Men at Work: the Craft of Baseball

Will, George F.

G. K. Hall, 1991

p. 324

“Baseball is a game where you have to do more than one thing very well, but one thing at a time. The best baseball people are . . . Cartesians. That is, they apply Descartes’ methods to their craft, breaking it down into bite-sized components [executing a good sacrifice bunt, hitting behind the runner; executing a run-down properly; hitting the cut-off man; judging a pitcher’s move to first; understanding a hitter’s first-pitch habits], mastering them and then building the craft up bit by bit. . . . .[Descartes’] theory was that by assembling small certainties, one could build an unassailable edifice of truths. . . Master enough little problems and you will have few big ones. Dizzy Dean once said after a 1-0 game, ‘The game was closer than the score indicated.’ He knew the thinness of margins that provide a whole run.”

pp. 328 – 329

We live in a relentlessly antiheroic age. Perhaps in a democratic culture there always is a leveling impulse, a desire to cut down those who rise. Today, however, there also seems to be a small-minded, mean spirited, resentment of those who rise, a reluctance to give credit where it is due, a flinching from unstinting admiration, a desire to disbelieve in the rewarded virtue of the few. We have a swamp of journalism suited to such an age, a journalism infused with a corrosive, leveling spirit.
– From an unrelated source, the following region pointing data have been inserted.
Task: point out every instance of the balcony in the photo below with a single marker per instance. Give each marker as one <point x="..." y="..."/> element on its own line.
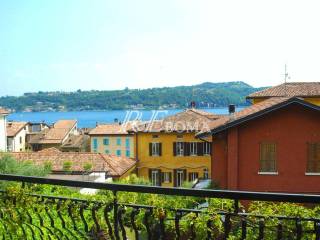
<point x="26" y="215"/>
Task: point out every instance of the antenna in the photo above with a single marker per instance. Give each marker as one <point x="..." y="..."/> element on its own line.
<point x="286" y="77"/>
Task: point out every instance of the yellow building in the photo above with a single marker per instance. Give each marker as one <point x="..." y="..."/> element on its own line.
<point x="112" y="139"/>
<point x="308" y="91"/>
<point x="167" y="152"/>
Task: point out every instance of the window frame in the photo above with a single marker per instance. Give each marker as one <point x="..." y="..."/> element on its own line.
<point x="155" y="149"/>
<point x="264" y="163"/>
<point x="106" y="141"/>
<point x="315" y="162"/>
<point x="180" y="151"/>
<point x="193" y="148"/>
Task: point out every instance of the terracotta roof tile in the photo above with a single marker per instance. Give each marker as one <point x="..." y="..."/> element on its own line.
<point x="271" y="103"/>
<point x="65" y="124"/>
<point x="106" y="129"/>
<point x="290" y="89"/>
<point x="13" y="128"/>
<point x="114" y="166"/>
<point x="189" y="120"/>
<point x="4" y="111"/>
<point x="56" y="134"/>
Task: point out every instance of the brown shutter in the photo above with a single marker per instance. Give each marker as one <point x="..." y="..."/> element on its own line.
<point x="162" y="176"/>
<point x="159" y="177"/>
<point x="150" y="173"/>
<point x="150" y="149"/>
<point x="160" y="149"/>
<point x="200" y="146"/>
<point x="186" y="149"/>
<point x="174" y="177"/>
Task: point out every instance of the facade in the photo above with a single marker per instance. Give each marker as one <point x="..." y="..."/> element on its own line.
<point x="167" y="152"/>
<point x="308" y="91"/>
<point x="16" y="136"/>
<point x="3" y="132"/>
<point x="55" y="136"/>
<point x="112" y="139"/>
<point x="273" y="146"/>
It requires a certain largeness of spirit to give generous appreciation to large achievements. A society with a crabbed spirit and a cynical urge to discount and devalue will find that one day, when it needs to draw upon the reservoirs of excellence, the reservoirs have run dry. A society in which the capacity for warm appreciation of excellence atrophies will find that its capacity for excellence diminishes. And happiness with it.”